"When cultural artifacts are illegally ripped out of context and sold, it is impossible for archaeologists even to begin the painstaking process of reconstructing something about the cultural meaning of these things and the cultural memory that attended to them. In many cases, material remains are our only source of information about the past, and looting, theft, and international sale of these artifacts radically diminishes their value as historical records.
"Proper, scientific excavation and documentation are key to preserving the archaeological record; so are international agreements that discourage the pillaging of tombs and other historic sites by strictly regulating the sale of cultural property. The Bryn Mawr archaeology department and its graduates have been leaders in both regards, virtually from the origins of the discipline in the United States up to the present day. This steadfast devotion to the highest standards of professional ethics plays an important role in maintaining warm international relations between the United States and the countries where we do research."

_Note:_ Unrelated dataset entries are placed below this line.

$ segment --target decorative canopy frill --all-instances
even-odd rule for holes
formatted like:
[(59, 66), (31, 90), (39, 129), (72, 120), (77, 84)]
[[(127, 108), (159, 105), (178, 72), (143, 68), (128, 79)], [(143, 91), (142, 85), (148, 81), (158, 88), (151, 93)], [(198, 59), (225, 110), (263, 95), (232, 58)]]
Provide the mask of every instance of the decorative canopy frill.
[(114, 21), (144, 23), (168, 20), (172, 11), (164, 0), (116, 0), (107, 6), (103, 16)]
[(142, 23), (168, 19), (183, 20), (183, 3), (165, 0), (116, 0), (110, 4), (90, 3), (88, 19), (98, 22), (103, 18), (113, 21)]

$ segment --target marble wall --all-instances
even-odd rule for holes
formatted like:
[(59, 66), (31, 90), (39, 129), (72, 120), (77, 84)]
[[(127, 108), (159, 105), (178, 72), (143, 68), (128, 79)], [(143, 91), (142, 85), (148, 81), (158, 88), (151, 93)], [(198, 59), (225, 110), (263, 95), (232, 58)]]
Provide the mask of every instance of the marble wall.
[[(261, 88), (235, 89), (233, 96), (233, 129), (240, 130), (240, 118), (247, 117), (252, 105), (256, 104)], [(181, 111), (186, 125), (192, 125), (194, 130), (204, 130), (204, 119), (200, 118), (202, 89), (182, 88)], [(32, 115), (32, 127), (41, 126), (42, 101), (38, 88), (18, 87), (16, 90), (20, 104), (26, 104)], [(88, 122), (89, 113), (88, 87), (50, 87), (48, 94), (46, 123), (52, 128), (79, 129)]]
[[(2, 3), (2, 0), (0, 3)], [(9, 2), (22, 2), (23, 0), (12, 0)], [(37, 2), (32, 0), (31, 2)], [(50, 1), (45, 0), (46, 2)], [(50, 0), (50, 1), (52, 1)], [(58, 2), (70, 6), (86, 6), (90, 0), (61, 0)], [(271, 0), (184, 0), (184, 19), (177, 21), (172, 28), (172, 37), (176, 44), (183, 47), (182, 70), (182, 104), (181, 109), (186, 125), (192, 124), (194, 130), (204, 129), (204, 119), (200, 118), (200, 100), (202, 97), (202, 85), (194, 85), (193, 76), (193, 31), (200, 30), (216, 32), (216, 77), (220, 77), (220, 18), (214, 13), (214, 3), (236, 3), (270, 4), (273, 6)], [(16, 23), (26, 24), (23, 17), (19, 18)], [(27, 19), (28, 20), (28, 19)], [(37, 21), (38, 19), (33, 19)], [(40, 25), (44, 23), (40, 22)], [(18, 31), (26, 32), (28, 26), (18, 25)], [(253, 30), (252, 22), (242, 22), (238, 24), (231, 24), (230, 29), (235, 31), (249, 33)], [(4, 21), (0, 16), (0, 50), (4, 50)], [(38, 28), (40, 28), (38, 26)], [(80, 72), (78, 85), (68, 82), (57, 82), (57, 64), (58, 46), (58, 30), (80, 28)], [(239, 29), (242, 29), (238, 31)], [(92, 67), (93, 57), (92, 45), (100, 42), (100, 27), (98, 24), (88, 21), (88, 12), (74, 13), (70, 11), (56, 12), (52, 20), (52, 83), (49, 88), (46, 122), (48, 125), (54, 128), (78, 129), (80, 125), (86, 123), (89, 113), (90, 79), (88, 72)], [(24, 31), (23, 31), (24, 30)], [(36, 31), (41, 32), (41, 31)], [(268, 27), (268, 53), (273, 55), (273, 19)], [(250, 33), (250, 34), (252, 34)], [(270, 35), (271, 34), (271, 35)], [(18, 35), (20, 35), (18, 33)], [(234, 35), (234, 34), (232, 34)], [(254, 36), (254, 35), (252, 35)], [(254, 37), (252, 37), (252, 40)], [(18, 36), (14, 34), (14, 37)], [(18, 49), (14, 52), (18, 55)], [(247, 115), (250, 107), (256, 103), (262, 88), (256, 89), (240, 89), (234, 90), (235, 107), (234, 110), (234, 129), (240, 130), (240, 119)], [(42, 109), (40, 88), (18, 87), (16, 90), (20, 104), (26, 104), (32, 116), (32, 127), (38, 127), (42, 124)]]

Note: In 1993, Jim Wright recognized a collection of Mycenaean Bronze Age jewelry offered for sale at a New York gallery as likely the product of graves that had been robbed in 1976 in what is now Greece. His support of a suit by the Hellenic Republic was critical to the eventual repatriation of the objects to Greece in 1996. He recently testified at the U.S. Department of State before a hearing of the Cultural Property Advisory Committee in support of an international agreement on the importation of cultural property from Greece.